“Immunotoxins are chimeric proteins with a cytotoxic protein linked to a cell-targeting moiety such as a cytokine or monoclonal antibody. Immunotoxins offer means for selective targeting and elimination of cancer cells over-expressing specific cell surface receptors. After binding to target cells, these proteins are internalized by receptor -mediated endocytosis and cell death is induced by the toxin moiety.”

“I don’t consider myself qualified to say what the most important things are that have been discovered in the field of the Yeast genome and variations thereof. There are so many truly amazing discoveries that have been made or confirmed in yeast. However, it is clear that the recent changes to genomic technologies are enabling a rapid shift in the scale and types of experiments that are being undertaken. As such, I think that genomic scale studies will become much more common place and affordable over the next few years. These changes will mean that as biologists we have to adapt to a new way of designing and analyzing our experiments. As every generation repeats, the next few years will revolutionize the way we do science.”

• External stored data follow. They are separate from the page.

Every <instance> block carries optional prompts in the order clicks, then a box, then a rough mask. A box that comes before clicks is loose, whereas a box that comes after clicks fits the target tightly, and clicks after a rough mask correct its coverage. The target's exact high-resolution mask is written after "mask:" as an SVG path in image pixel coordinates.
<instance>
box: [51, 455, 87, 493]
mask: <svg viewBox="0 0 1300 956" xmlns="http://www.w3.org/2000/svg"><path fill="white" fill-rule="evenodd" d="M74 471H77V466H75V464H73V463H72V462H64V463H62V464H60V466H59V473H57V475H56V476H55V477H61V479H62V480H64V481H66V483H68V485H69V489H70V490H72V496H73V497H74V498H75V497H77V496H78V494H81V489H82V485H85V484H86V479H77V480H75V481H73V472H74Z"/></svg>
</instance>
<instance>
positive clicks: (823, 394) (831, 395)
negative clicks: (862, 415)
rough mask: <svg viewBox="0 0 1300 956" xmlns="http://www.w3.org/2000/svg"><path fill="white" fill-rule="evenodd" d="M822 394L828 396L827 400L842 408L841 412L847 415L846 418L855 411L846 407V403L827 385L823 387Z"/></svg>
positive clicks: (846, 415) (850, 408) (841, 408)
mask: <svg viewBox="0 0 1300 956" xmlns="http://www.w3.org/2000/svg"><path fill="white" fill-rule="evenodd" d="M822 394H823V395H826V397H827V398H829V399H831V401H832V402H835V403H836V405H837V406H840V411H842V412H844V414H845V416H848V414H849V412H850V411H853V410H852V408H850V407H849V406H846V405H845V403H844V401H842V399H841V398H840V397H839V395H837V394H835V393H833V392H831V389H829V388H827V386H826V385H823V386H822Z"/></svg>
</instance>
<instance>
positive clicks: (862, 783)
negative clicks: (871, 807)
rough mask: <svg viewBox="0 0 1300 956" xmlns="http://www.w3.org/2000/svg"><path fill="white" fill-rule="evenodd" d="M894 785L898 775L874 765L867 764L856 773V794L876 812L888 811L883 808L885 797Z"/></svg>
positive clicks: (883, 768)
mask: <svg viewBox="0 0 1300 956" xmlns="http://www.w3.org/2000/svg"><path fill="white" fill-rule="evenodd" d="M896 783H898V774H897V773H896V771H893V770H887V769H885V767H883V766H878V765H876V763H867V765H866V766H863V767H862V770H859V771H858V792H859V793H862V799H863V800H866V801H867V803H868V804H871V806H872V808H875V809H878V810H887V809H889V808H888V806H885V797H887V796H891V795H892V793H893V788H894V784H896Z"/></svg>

“My current research interests include development of computer database on medicinal and aromatic plants of Jammu & Kashmir, Isolation & purification of proteins (enzymes and lectins) and screening of plants for their medicinal properties. The main emphasis is on understanding the etiology of esophageal cancer (EC) in Kashmir. The high incidence of the malignancy in the area and inadequate available literature to pin point the causative agents or processes warrant such type of research in the area. To achieve the goals I have been able to grab two research grants one from ICMR and another from World Cancer Research Fund.”

“Event though I am not a biotechnologist I would like to say that and I believe that the 21st century is the century of biotechnology or in a large perspective a century of life sciences. I would like to recommend the students to read the very famous futuristic work of Jermy Rifkin titled “The Biotech Century” and if you are a computer scientist then I would like to quote Donald Knuth who said that computer scientists have 500 years of work to do in biology.”

“Biological markers can impact all stages of cancer research, including screening and diagnosis, characterization of tumor subtypes, prognostic indicators, and markers of response or pharmacodynamic activity of drugs. Currently single feature biological markers are already in place in many cancer treatment paradigms. Thus, the use of biological markers is not a novel idea, although novel biomarkers are being routinely identified in the laboratory. The true impact of these markers however will depend on extensive validation, a field which has lagged behind. Essentially, the application of pharmacogenomics has improved our ability to identify potential biomarkers, but the number of these biomarkers being extensively validated is comparably low.”

“Our goal is to gain a more rigorous understanding of animal transcription networks. The BDTNP has developed methods to produce and quantitatively analyze data for transcription factors’ in vitro and in vivo DNA binding specificities, the expression patterns of factors and their target genes, and the accessibility of DNA in chromatin. Studying all of these components of the network together is, we believe, an essential step towards our eventual goal of deriving predictive computational models of animal transcription system wide.”

“Since we try to work at the edge of what is possible, our research can change rapidly in unexpected ways. At the moment, I see Next-Generation sequencing as being a source of vast new data sets, a major leap from microarray technology in both the information content and the complexity of analysis.”

“My research will most probably continue in the area of even earlier detection of cancer using DNA methylation markers. For colorectal cancer this means detecting the disease at a pre-cancerous stage known as an advanced adenoma. Detection of pre-cancerous disease will require improvements both in the tumor markers used and in the isolation and preparation of DNA from blood samples.”

“What I can say is that structural changes, and in particular CNVs, may indeed be responsible for a lot of sporadic disease given the fact that locus specific mutation rates for CNV mutations can be 100 to 10,000 times more frequent than locus specific mutation rates for single base pair changes or SNPs (single nucleotide polymorphisms). It may also be that the nervous system in particular is more susceptible to copy number changes than other biochemical pathways, or networks of interacting proteins in different physiological systems, within the body.”

“Larger studies and extensive clinical validation will help to identify miRNAs that have true diagnostic value. From our experience and published reports, microRNA profiles have appeared to be more useful in terms of their diagnostic value than messenger RNA profiles. The fact that miRNAs are stable in FFPE (formalin-fixed paraffin embedded) tissue samples opens up a wider array of available diagnostic specimens for such validations. Poor stability of messenger RNA in FFPE samples and the ability to amplify it has been an issue for doing such kinds of transcriptomic studies. Being able to go back to older archived tissues from patients with known clinical outcomes obviously allows you to do the kinds of studies that are needed to validate the diagnostic and predictive value of a particular profile. Recent advances in technology for detection of microRNA have pushed the ability to detect levels from even a single cell so even samples with limited material are possible to evaluate now.”